Тут она смяла листок, и будто невзначай уронила его на пол, после серьезным тоном продолжила:
– Стук шел из шкафа. Моя кровать расположена так, что шкаф находится позади моей головы. Я его почти никогда не закрываю, но в тот вечер – закрыла, – она говорила и смотрела прямо перед собой, будто бы читала страшную книгу.
– Когда стук стал четким, я определённо решила, что это обязательно соседи. Я убедила себя, настолько сильно, что утром об этом даже и не вспомнила. А вы как думаете, это был скелет из шкафа? – она рассмеялась. У больных – смех больной. Он идет из глубины тела, и, проходя по горлу, чтобы вырваться наружу, теряет душу.
От своих откровений ей стало не по себе. Она тут же прикусила губу.
Николай Иванович напряженно записывал, и вытер пот со лба. В последнее время, он страдает чрезвычайно обильным потоотделением, но отогнал мысли о возможно существующей у него болезни, как представил, что будет рассказывать очередную историю сумасшедшей своей жене, за кухонным столом, поедая суп. В такие моменты, в ее глазах загорается возбужденный интерес, и она, присаживаясь рядом, аккуратно берет кружку с горячим чаем в обе руки, и внимательно слушает, слегка прищурившись.
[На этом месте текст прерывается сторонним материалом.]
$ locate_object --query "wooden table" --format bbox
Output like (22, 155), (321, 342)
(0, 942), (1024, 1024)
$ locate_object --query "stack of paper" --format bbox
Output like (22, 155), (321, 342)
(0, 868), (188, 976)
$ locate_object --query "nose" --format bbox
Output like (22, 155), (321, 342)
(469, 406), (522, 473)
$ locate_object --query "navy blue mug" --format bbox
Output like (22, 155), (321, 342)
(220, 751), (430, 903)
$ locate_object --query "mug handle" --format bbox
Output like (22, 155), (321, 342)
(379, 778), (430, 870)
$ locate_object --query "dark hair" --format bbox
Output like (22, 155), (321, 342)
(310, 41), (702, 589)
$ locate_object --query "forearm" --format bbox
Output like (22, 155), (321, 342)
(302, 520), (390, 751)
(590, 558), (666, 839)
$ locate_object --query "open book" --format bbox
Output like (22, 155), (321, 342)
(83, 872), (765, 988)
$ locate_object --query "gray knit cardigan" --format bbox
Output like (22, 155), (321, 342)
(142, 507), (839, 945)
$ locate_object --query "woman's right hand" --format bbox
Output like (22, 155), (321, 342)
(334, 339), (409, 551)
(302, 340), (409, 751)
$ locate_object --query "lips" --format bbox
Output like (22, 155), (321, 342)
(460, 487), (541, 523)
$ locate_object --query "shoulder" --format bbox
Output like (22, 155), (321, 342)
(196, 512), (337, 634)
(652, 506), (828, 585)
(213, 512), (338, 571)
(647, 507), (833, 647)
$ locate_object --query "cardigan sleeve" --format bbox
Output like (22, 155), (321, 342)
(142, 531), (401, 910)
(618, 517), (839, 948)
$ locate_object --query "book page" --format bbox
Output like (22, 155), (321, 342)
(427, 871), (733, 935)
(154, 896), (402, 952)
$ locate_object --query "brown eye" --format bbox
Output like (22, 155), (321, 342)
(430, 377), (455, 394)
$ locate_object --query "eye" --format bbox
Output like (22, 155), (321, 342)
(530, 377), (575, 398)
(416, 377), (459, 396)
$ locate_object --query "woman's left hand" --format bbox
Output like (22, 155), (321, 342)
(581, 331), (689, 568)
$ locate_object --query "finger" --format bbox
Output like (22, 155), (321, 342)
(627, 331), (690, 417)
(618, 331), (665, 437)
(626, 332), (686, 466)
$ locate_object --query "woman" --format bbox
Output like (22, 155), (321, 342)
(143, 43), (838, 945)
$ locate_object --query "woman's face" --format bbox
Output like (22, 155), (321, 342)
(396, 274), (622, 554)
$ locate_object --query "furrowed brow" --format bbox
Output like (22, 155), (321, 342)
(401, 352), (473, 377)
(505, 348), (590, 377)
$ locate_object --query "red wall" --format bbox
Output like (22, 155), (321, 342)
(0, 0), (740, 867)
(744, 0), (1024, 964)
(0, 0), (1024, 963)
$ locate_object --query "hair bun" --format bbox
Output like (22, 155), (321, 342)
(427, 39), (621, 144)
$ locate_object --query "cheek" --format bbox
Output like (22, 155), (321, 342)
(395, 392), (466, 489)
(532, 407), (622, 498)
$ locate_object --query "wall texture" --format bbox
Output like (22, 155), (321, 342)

– Опишите шкаф, – будто следователь на допросе, Николай записывал.
– Шкаф, как шкаф, – в интонациях проскальзывал скрежет – первый признак наступающей глубокой старости. – С рисунками.
– С рисунками? – вопросительно спросил врач. – Опишите.
– Этот шкаф еще стоял в моем детстве. Помню маленькая, я пряталась от него от папы, когда мы играли в прятки. Это было очень редко. Может поэтому я это так хорошо помню. Я даже не знаю, любил ли он меня, – немного подумав, она промолвила будто кому-то в сторону, – но это неважно.